Tiroteio em Paris deixa um policial morto

A avenida Champs-Élysées, local do ocorrido, está bloqueada
Viaturas fecharam a avenida Champs-Élysées / Christian Hartmann/Reuters Viaturas fecharam a avenida Champs-Élysées Christian Hartmann/Reuters

Um tiroteio deixou um policial morto e outros dois agentes gravemente feridos na região central de Paris, na França, na noite de quinta-feira (20). O ataque aconteceu na famosa avenida Champs-Élysées.

 

O autor dos disparos foi morto pelas forças policiais no local.

 

A região - sempre movimentada, inclusive por muitos turistas - ficou bloqueada e as autoridades pediram que as pessoas evitassem a área.

 

A polícia francesa faz buscas por um possível segundo agressor, que teria fugido para o subsolo de um restaurante depois do ataque. 

 

Fontes policiais dizem ainda que a hipótese de atentado terrorista não está descartada.

 

Veja também na reportagem do Jornal da Band:

 

Clima em Paris é de tensão por causa das eleições, diz testemunha sobre tiroteio

 

O ataque

 

Segundo testemunhas, um homem desceu de um carro e atirou na cabeça de um policial, que morreu na hora.

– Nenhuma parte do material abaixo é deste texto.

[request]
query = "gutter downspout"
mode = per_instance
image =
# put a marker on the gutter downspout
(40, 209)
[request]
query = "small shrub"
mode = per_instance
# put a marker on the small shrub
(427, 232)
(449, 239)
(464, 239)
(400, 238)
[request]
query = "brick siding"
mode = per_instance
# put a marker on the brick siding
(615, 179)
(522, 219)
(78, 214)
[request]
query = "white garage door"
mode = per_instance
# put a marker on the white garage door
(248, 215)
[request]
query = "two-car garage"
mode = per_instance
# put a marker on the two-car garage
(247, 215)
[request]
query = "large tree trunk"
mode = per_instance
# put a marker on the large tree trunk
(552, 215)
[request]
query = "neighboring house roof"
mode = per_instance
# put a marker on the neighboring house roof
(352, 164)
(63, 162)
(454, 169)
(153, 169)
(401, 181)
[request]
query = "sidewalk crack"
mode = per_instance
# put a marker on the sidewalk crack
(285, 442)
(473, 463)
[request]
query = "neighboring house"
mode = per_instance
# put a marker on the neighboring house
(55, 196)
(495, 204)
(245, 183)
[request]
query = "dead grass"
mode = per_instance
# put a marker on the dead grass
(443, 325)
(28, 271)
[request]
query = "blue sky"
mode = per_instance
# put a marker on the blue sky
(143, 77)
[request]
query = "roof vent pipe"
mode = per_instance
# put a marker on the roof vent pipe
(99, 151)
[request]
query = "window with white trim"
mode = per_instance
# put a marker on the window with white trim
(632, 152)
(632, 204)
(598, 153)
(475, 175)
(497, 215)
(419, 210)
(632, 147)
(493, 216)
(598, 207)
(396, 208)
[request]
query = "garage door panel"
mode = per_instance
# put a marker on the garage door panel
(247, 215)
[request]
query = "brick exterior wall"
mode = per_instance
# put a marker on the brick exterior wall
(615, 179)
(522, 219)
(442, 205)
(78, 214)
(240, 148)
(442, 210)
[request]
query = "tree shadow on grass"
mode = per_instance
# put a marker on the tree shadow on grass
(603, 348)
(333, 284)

Um segundo agente tentou intervir, mas foi baleado e tem quadro de saúde grave.

 

O atirador teria fugido a pé atirando para todos os lados e foi morto em seguida pelas forças de segurança. Um segundo homem estaria no veículo e teria escapado. O suspeito morto já seria conhecido dos serviços de inteligência franceses.

 

Forças policiais eram alvo

 

O porta-voz do Ministério do Interior, Pierre-Henry Brandet, disse que os policiais eram os alvos e foram "deliberadamente" atacados na avenida.

 

O turista britânico Jacek Poltorak, que estava em uma das linhas de metrô da capital francesa durante o tiroteio, relatou presença de um forte reforço policial no local e disse, em conversa com a BandNews FM, "nunca ter visto nada igual".

 

A França, país europeu que está a três dias das eleições presidenciais, sofreu diversos ataques terroristas nos últimos anos.

 

Repercussão

 

A candidata da extrema-direita Marine Le Pen falou sobre o ataque nas redes sociais. "Minha solidariedade à polícia, que mais uma vez se tornou um alvo". Emmanuel Macron, que lidera as pesquisas de voto, também se pronunciou. "Presto minha solidariedade para as nossas forças policiais. Meus pensamentos estão com a família da vítima".

 

Outro candidato à corrida presidencial, François Fillon também prestou condolências aos policiais "que doam suas vidas para proteger as nossas". Também nas redes sociais, Benoît Hamon prestou apoio à "aplicação da lei contra o terrorismo". Já o candidato de esquerda Jean-Luc Mélenchon escreveu que atos terroristas "não ficarão impunes". 

 

O presidente dos Estados Unidos, Donald Trump, afirmou que o ocorrido parece com um atentado terrorista. "O que podemos dizer? Isso nunca acaba", declarou durante uma conferência na Casa Branca.

 

O presidente da França, François Hollande, convocou uma reunião de emergência para tratar do caso ainda hoje.

 

Houve relatos de tiros em outra área, mas nada foi confirmado pelas autoridades.